Now, applying this formula recursively:

$I_2 = J_7 = \frac{1}{6} - J_5 \implies I_2= \frac{1}{6} - \frac{1}{4} + \frac{1}{2} - J_1 = \frac{5}{12}-J_1$ $I_2 = \frac{5}{12} - \int_{0}^{\pi/4} \tan(p)dp \implies I_2 = \frac{5}{12} - \frac{\ln{2}}{2}$

Therefore:

$I = \frac{\pi}{4} - I_2 \implies \boxed{I = \frac{\pi}{4} + \frac{\ln{2}}{2} - \frac{5}{12}}$

I have skipped explaining steps which I consider trivial. I will elaborate if requested.

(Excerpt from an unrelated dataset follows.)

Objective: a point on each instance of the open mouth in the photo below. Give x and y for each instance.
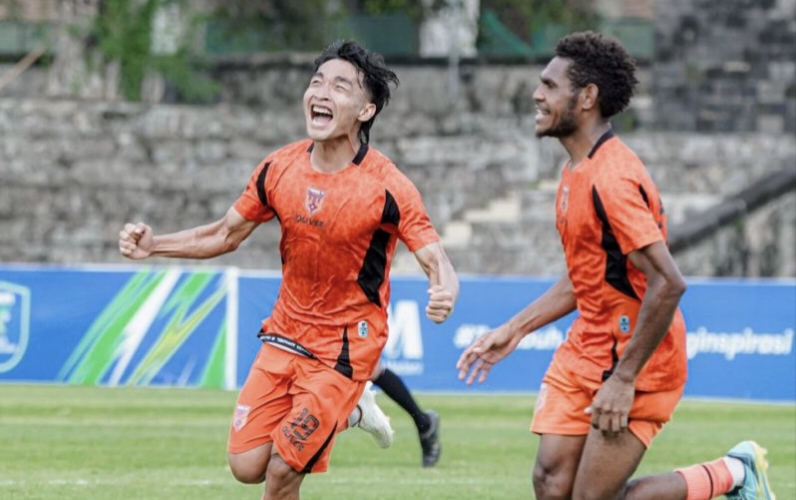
(320, 115)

We have $\begin{aligned} \frac1{1+x^2} &= 1-x^2+x^4-\cdots \\ \arctan(x) &= x-\frac13 x^3 + \frac15 x^5 - \cdots \\ \arctan(\sqrt[7]{x}) &= x^{1/7} - \frac13 x^{3/7} + \frac15 x^{5/7} - \cdots \\ \int_0^1 \arctan(\sqrt[7]{x}) \, dx &= \frac78 x^{8/7} - \frac7{10} \frac13 x^{10/7} + \frac7{12} \frac15 x^{12/7} - \cdots \bigg|_0^1 \\ &= \frac7{1 \cdot 8} - \frac7{3 \cdot 10} + \frac7{5 \cdot 12} - \cdots \\ &= \frac11 - \frac18 -\frac13 + \frac1{10} + \frac15 - \frac1{12} - \cdots \end{aligned}$ Now $\frac11 - \frac13 + \frac15 - \cdots = \frac{\pi}4,$ and $\begin{aligned} -\frac18 + \frac1{10} - \frac1{12} + \cdots &= -\frac12 + \frac14 - \frac16 + \left( \frac12 - \frac14 + \frac16 - \frac18 + \frac1{10} - \frac1{12} + \cdots \right) \\ &= -\frac5{12} + \frac12 \left( 1 - \frac12 + \frac13 - \frac14 + \cdots \right) \\ &= -\frac5{12} + \frac12 \ln(2), \end{aligned}$ so the integral is $\frac{\pi}4-\frac5{12} + \frac{\ln(2)}2$ and the answer is $2+2+1+4+5+12 = \fbox{26}.$

(I have avoided difficult questions about the legality of rearranging terms in these conditionally convergent series because I am too lazy to resolve them!)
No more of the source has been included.